No. Sabe que no, que su trabajo le cuesta soportar el peso de los muros cada día. La abadesa le enseñó que un jardín, si no grande, profundo, podía entretenerte la vista. Ya luego, como las plantas van mudando con el paso de las estaciones, los ojos no se aburren tanto y los días, quieras que no, van pasando. La Cunegunda es rotunda, en este sentido:

—No. Si no hagués passat el que va passar, jo'staria…
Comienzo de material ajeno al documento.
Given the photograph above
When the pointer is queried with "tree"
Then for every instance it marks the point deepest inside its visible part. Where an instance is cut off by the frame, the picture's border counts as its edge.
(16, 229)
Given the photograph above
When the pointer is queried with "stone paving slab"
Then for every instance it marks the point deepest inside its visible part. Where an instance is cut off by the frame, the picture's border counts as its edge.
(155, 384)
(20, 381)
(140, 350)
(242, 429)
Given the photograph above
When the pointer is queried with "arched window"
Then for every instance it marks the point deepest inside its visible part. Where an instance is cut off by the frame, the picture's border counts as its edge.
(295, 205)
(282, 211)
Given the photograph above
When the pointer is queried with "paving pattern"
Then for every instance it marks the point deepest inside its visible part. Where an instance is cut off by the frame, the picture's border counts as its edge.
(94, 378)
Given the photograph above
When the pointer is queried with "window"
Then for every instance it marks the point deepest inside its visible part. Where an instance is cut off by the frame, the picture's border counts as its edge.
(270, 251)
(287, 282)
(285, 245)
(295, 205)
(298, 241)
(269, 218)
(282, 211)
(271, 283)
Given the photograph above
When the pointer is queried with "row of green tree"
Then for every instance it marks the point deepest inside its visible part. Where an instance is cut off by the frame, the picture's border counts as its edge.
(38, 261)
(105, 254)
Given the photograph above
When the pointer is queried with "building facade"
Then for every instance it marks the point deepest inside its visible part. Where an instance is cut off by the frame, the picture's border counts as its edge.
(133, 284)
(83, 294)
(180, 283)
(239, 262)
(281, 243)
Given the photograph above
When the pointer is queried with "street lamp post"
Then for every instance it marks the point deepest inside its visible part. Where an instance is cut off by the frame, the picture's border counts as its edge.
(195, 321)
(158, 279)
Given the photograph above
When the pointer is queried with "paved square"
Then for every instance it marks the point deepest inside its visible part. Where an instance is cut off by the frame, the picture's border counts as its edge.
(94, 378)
Pero no sabe dónde estaría. A sus años, no podría seguir metida a puta. Ningún hombre, quitando a su brutito enamorado, pediría por ella. Quizá habría juntado unos dineritos durante su juventud y tendría su propio negocio en lugar de un refugio para mujeres. No sabe qué cosa podría ser exactamente. Quizá fuese dueña de una taberna humilde y pusiera de beber a los pobres borrachos. O quizá tendría un pequeño hostal a las afueras de la vieja Poderna con su cuarto, su cama y su bagasa (quien sería, acaso, otra pobre niña abandonada a su suerte, como las fotinias de la abadesa). La Cunegunda se fuerza a ir un poco más allá. Se pregunta qué quería ella antes de todo aquello, lo que es su vida, y no encuentra gran cosa, salvo los atunes, que son peces grandes:

—Tonyines.

—Què?

—De nena, que jo volia pescar tonyines.

—I això?

—Per veure món, suposo. Per viatjar, no? I veure la mar oceana, que mai no l'he vista…

—Ni jo.

—Doncs això, nena. Que jo sempr'he sapigut que la vista se m'avorreix d'hora, a mi. D'aquí em ve la mala hòstia, vés.

—Ja.

Y l'Aldonça se figura a la Cunegunda en la proa de una barca, oteando el horizonte. Si atisba los atunes saltando sobre las olas, da una voz seca y sus hombres viran el rumbo de inmediato. En el aire o el agua, salpica una felicidad de otro tiempo. Tiene gusto a sal, l'Aldonça lo sabe.